Le groupe de personne là dedans devait avoir besoin d'y voir comme il faut, pourquoi pas pour examiner un plan de la ville afin de faire un topo sur la situation pour mieux savoir où attaquer ensuite ?
Oui, un groupe du commandement des attaquants !
Le Démon rechignait certes à aller s'amuser dans les rangs des fantassins quelconques, mais les officiers... Il y avait même peut être des champions avec eux. Qui portaient sans doutes de belles pièces d'équipements qui viendraient gonfler la fortune terrestre du mâle.
Il décida de s'approcher de la porte, et de tendre l'oreille. A sa grande surprise, l'une des voix mentionna le nom de Silke. Ravi de ce tour du destin, il se hissa en silence jusqu'à l'une des fenêtres de la bâtisse pour jeter un coup d’œil entre deux volets.
Il fallut qu'il se retienne d'éclater de rire quand il vit dans quelle situation s'était fourrée l'Amazone. Bien fait pour elle ! En plus, cela allait même profiter au Démon. Il avait initiallement prévu de la retrouver pour lui faire savoir qu'il serait impossible de gagner sans invoquer les siens, mas à présent... Il allait quand même invoquer ses troupes, sans la moindre retenue, et resterait là à surveiller le groupe. Avec un peu de chance, le violent retournement de situation les feraient s'enfuir avec Silke sous le bras pour la ramener à Raven. Cela éviterait à Vaelh d'avoir à la chercher pour lui faire du mal.
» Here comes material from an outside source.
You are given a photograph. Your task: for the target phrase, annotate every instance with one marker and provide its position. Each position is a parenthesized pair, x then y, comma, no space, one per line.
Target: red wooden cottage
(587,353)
Décidé, Vaelh revint au centre de la rue. D'une voix claire, il entonna un chant bref qui fit se rompre sa toile de magie, laquelle libéra de ses effets quiconque se trouva dans la zone. Ainsi, tous les humains eurent l'esprit claire lorsque la magie liée à la destruction de la trame vint se convertir dans le corps de chacune des femmes que Vaelh avait ensorcelé. Le temps sembla se figer, et les sons ne voyageaient plus que comme à travers de l'eau. Puis les âmes des malheureuses furent tout simplement effacée. Pas de paradis ni d'enfer pour elles, rien que le néant. Leur chair se changea en un amalgame de métaux précieux, avant de s'étirer dans un grincement abominable pour faire apparaître dans la ville un total de six portes chatoyantes, hautes mais peu larges. Des ouvrages splendides, dignes des plus grand maîtres inhumains. Seulement... Ces portails dégageaient quelque chose de foncièrement immonde lorsqu'on posait le regard dessus.
Ce fut pire lorsque des vortex mauves s'y ouvrirent pour vomir les troupes et les bêtes que Vaelh qualifiait de « Superbes ».
Les premiers hurlements résonnèrent dans le noir, souligné par un rire enjoué qui s'éloignait.